À la fin du match, les images sont fortes. Scariolo enlace ses joueurs avec beaucoup de pudeur, Teodosic lève les bras au ciel, et Belinelli, en capitaine discret, sourit, l’air apaisé. Il ne cherche pas la caméra, il ne fait pas de déclarations flamboyantes. Il savoure simplement cette victoire. Ce titre, il le sait, est l’aboutissement d’un choix, le sien, celui d’être revenu en Italie en 2020, alors que le Virtus était à peine une équipe en devenir.

Cette saison 2021-2022, plus que toute autre, symbolise la réussite d’un modèle. Un club enraciné dans la tradition, qui s’est donné les moyens de sa modernisation. Une équipe construite avec intelligence, patience et exigence. Et un joueur, Belinelli, qui a accepté de passer d’icône offensive à pilier du projet, avec humilité et détermination. Ce n’est pas son année la plus spectaculaire sur le plan statistique, mais c’est peut-être la plus importante dans l’esprit des fans italiens.

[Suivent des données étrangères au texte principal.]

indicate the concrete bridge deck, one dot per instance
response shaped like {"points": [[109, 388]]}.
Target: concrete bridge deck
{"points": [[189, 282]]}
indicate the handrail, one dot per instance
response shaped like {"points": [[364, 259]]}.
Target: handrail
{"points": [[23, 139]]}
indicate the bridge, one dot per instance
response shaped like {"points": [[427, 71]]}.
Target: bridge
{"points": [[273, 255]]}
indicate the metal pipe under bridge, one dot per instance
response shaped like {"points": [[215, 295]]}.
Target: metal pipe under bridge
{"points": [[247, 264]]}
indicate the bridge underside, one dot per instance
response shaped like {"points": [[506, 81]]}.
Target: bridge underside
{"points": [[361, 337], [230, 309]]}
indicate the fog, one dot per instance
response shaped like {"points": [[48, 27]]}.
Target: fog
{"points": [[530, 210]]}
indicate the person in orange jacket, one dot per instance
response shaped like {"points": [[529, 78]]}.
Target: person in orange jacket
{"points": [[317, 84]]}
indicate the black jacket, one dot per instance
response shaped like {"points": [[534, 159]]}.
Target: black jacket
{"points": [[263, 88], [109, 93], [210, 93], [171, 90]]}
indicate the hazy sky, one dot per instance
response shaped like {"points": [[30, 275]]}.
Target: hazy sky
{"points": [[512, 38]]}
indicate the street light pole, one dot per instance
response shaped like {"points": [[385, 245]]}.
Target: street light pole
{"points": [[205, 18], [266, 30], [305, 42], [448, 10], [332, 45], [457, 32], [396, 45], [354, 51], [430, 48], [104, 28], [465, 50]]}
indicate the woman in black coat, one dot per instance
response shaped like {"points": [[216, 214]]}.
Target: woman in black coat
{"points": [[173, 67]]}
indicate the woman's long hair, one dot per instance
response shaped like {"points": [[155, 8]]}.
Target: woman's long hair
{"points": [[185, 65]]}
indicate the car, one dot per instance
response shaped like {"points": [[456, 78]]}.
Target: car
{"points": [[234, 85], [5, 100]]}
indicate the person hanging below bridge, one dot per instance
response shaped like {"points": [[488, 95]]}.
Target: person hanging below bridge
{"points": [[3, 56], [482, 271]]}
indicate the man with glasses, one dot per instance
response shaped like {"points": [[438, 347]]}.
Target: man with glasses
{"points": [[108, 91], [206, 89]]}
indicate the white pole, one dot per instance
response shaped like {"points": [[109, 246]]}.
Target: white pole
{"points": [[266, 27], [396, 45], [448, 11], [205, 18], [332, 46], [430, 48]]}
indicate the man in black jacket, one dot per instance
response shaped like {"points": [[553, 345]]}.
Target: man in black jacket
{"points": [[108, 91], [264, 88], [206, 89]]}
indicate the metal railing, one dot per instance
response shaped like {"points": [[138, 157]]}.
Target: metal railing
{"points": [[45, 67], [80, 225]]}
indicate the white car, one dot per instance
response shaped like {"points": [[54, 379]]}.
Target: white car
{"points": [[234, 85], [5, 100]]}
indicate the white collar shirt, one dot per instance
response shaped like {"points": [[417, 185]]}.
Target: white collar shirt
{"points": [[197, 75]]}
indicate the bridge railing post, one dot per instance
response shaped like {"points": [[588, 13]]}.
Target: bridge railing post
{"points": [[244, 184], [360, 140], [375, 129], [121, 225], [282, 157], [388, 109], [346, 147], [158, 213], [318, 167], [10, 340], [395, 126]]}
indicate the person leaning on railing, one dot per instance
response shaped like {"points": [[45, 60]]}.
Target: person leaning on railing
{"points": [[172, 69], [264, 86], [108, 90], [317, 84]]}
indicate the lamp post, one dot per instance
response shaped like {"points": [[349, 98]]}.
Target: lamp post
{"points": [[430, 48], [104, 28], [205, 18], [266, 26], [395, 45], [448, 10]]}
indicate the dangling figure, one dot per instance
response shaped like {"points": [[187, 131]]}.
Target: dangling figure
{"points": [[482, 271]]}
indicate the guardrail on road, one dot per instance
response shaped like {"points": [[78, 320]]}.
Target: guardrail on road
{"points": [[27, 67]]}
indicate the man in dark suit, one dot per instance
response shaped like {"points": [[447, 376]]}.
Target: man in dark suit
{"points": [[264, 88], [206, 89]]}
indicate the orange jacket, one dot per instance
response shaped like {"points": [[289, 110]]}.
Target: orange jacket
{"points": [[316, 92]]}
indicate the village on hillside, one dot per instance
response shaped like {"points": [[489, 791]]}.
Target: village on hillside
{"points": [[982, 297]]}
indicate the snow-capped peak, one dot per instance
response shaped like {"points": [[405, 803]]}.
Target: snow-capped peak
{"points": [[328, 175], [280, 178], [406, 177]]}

Depuis cette fameuse soirée du printemps 2022, la Virtus Bologna n’a cessé de consolider son retour parmi les élites du basket européen. Le club, désormais doté d’une structure financière solide, d’un projet sportif ambitieux et d’un public fidèle revenu en masse au PalaDozza, a su convaincre les instances de l’EuroLeague de lui accorder un wild card permanent. À bientôt 38 ans, il est toujours là, brassard de capitaine au bras, il reste l’âme de cette équipe qui grandit année après année, même s’il ne ferme pas la porte à une fin très proche.